Bernie Sanders Is Calling for a 32-Hour Workweek

American workers spend way more time on the clock than their counterparts in other rich countries. A new bill from Bernie Sanders seeks to change that, by shrinking the workweek to 32 hours with no loss in pay.

UAW President Shawn Fain Testifies In Senate Hearing

Senator Bernie Sanders questions witnesses during a hearing about working hours in the Dirksen Senate Office Building on Capitol Hill on March 14, 2024 in Washington, DC. (Chip Somodevilla / Getty Images)


Many people hate their jobs. Some don’t. But almost everyone would like to work less. And over the past several decades, American workers have worked longer hours overall as their wages have stagnated. As if that weren’t enough, they have also seen their declining amount of free time disrupted by increasingly erratic schedules. It’s a dismal situation. Strange, then, that politicians almost never speak to this widespread desire.

But yesterday, Vermont senator Bernie Sanders announced that he would introduce Senate legislation to establish a standard thirty-two-hour workweek, with no loss in pay, across the United States. Sanders’s Thirty-Two Hour Workweek Act is being cosponsored by Democratic California senator Laphonza Butler in the Senate, and Representative Mark Takano, also a California Democrat, has introduced companion legislation in the House of Representatives.

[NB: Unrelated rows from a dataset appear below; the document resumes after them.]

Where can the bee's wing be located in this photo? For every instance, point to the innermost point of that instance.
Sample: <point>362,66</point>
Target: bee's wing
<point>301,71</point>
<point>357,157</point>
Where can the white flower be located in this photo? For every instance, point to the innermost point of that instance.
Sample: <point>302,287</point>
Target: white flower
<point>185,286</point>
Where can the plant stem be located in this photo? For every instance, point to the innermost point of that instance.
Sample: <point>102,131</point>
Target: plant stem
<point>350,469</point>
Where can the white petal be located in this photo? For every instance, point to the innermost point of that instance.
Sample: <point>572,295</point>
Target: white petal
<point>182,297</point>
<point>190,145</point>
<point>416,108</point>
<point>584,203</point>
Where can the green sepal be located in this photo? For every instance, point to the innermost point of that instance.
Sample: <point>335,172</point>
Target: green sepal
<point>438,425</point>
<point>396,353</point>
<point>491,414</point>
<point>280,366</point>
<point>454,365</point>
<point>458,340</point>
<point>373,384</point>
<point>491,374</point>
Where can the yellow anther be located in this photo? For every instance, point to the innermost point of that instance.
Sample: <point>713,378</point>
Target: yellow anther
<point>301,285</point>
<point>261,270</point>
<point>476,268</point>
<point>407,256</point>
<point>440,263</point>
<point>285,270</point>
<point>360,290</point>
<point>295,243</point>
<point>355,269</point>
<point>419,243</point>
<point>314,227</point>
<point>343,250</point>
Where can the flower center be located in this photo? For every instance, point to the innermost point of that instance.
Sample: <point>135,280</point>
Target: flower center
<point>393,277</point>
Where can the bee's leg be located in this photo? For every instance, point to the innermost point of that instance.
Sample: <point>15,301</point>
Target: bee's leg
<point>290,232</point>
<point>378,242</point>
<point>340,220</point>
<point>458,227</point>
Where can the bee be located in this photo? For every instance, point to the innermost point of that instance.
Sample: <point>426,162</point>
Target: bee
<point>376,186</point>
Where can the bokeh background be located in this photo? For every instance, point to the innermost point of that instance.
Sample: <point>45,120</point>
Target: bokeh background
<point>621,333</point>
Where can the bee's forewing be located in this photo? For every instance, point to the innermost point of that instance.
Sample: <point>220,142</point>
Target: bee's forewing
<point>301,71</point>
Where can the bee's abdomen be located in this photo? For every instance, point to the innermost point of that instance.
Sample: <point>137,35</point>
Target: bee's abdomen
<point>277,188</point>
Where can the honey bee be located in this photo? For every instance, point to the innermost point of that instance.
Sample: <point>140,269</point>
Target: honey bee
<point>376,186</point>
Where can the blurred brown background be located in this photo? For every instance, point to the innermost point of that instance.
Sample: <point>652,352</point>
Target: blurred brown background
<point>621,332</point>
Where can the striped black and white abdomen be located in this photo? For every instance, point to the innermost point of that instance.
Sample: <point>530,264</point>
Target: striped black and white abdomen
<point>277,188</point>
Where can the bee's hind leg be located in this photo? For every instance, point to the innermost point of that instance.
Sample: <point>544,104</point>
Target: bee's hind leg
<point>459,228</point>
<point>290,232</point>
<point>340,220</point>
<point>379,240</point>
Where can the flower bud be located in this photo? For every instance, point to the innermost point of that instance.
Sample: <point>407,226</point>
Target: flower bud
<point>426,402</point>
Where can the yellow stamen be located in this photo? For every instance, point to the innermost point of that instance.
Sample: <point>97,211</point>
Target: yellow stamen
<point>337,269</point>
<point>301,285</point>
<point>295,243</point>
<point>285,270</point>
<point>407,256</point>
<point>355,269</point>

Experiments with a shorter week are now being pursued in several European countries. In Germany last month, forty-five companies began a six-month pilot of a four-day workweek; Germany currently has an average workweek of 34.2 hours. (One of the organizations supporting the pilot, 4 Day Week Global, has also endorsed Sanders’s bill.) A similar test run is currently underway in Portugal, and one concluded in the UK at the end of 2022.